Attitudes toward work are changing. Younger people entering the workplace want different things than people did a generation ago.

They expect different opportunities from their employers, and they want to work differently than their employers want them to. As leaders, we have to ask ourselves, will we change or will they?

The millennials aren’t exactly new anymore, but their influence on the workplace is - and it’s mixed. The millennial generation of workers is more educated, tech savvy, and prepared than ever before.

In preparing for work, however, they have been coached, taught, protected, and academically shielded from the real world. While they offer speed and global access to information, they come across as impatient and insolent. While they yearn for interesting projects and more free time, they are labeled as entitled and impractical. While they crave direction and feedback, they are perceived as unimaginative and needy.

Leaders can complain about millennial workers all they want, but they are here to stay and savvy leaders will be on the forefront of change rather than scramble to catch up. At the same time, millennials need to better adapt to the workplace as well, and leaders can help them do that.

How Will The New Generation Of Workers Change Today’s Leaders?

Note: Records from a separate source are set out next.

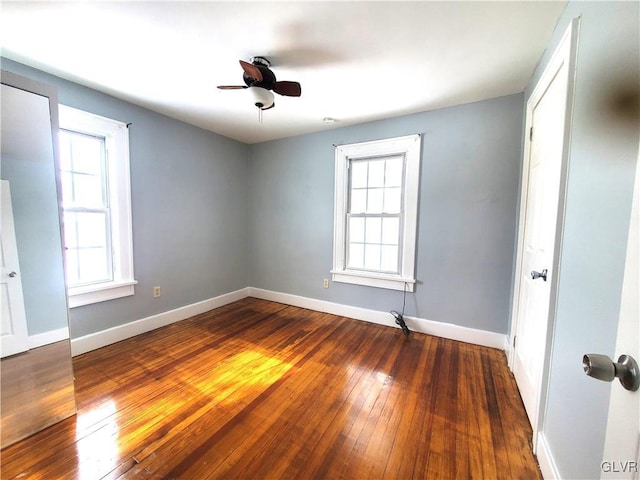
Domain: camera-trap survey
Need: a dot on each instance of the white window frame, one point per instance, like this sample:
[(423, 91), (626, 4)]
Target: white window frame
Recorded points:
[(116, 135), (409, 147)]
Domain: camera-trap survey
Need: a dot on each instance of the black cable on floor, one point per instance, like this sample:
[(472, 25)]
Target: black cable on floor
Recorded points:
[(400, 316)]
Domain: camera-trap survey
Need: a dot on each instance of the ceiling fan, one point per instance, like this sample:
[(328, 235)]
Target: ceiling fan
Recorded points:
[(261, 81)]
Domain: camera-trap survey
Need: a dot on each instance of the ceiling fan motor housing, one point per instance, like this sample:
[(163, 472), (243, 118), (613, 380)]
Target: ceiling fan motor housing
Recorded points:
[(268, 78), (263, 99)]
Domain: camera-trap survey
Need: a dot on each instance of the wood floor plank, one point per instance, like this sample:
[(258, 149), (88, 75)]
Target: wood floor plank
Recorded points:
[(257, 389)]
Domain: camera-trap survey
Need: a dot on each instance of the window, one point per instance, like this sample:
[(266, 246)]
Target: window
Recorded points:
[(94, 162), (376, 203)]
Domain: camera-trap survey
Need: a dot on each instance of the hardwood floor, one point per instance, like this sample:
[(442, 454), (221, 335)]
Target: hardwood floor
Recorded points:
[(258, 389), (36, 390)]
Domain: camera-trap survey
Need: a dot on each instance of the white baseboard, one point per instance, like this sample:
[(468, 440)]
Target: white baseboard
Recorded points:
[(122, 332), (446, 330), (430, 327), (42, 339), (545, 459)]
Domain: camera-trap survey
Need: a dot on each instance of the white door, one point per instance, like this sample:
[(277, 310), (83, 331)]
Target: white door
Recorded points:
[(13, 334), (544, 153), (621, 458)]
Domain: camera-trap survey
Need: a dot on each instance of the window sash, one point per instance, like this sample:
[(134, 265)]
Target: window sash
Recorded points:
[(116, 205), (346, 157)]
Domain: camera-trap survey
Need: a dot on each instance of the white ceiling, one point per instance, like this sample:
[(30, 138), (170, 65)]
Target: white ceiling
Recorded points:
[(357, 61)]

Millennials are making the workplace a much more pleasant place to be. While modern work motivation theories have already called upon leaders to make work more fulfilling for employees, millennials are furthering this trend. They refuse to settle for menial work. Instead, they move on when they feel bored or stagnant. This is evidenced by the lower median job tenure for millennials of two to three years - quite a bit lower than for other generations.

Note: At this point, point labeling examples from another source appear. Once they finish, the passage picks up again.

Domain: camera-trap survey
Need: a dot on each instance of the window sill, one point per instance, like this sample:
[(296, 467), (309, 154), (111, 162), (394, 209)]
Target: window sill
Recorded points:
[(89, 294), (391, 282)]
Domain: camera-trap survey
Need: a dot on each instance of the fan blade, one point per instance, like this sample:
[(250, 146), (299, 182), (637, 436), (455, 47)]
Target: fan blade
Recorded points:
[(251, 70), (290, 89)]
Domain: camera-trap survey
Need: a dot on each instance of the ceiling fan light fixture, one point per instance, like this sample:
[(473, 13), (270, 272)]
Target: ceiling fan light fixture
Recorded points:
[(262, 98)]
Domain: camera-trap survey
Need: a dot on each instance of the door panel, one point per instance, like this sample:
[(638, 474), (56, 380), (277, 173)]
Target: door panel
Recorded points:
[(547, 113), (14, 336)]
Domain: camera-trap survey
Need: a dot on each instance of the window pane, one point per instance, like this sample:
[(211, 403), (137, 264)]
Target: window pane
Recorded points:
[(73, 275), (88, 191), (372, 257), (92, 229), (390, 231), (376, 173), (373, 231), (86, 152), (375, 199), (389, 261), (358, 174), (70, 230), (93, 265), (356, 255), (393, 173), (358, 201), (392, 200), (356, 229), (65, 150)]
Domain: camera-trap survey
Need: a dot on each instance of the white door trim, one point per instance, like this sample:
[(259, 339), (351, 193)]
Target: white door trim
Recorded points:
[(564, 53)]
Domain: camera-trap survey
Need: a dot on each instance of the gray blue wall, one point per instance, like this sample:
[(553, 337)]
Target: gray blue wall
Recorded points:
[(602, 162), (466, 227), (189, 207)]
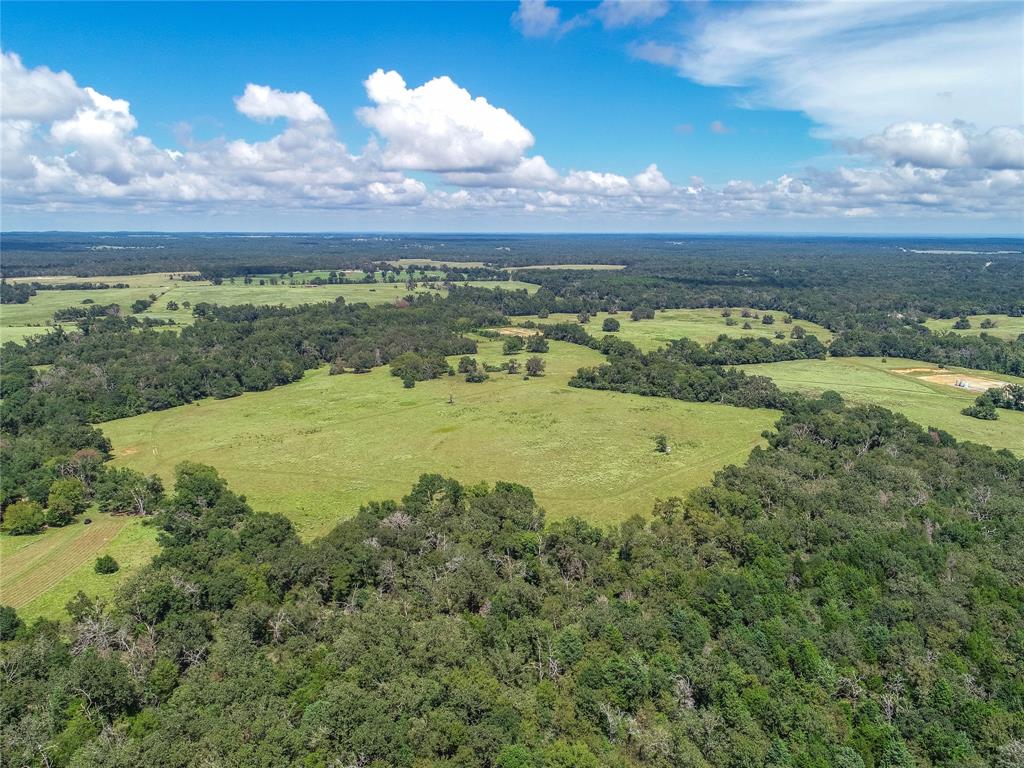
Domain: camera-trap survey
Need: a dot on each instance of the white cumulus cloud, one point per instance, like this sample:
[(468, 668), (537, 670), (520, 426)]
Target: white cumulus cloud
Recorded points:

Flexibility and work-life balance have also gained momentum in recent years, but the millennials are taking it to the next level. Leaders will have to be more responsive to workers’ demands for flexibility and work-life balance or they will lose the best people. In fact, lack of flexibility is the number one reason millennials quit jobs today.

Millennials also want more praise and rewards for jobs well done. While their reputation for wanting trophies for just showing up often generates chuckles among leaders, their quest for recognition isn’t all bad. The rest of us are benefiting from employee recognition programs as well, and company profits are too. What leader wouldn’t see this as a positive change?

How Will Today's Leaders Change The New Generation Of Workers?

On the other hand, let’s face it; many of the millennials’ demands are impractical. The workplace can only bend so far to accommodate individual desires for pleasant, self-fulfilling, interesting, rewarding work that fits conveniently around leisure and family time. There’s only so far we can indulge employees before profits erode to an unsustainable level.  At some point, the millennials will have to learn to endure hardship to survive in the cutthroat world economy and today’s leaders need to teach them how.

Leaders have the ability to help the new generation of workers be more independent and need less feedback and direction to get their work done. Leaders can help millennials develop the resilience to get through boring and unpleasant circumstances because they are inherent in work life. Leaders can also help millennials bounce back from failures and not depend on rewards and recognition to get them through the day.

Who’s Right?

Are millennials too entitled and demanding? Or is it that we leaders are too stuck in our old ways of thinking that we can’t come up with ways to make work more flexible and fulfilling? There’s a case on both sides, but let’s take the best of both worlds, not the worst, and lead positive change for the workforce.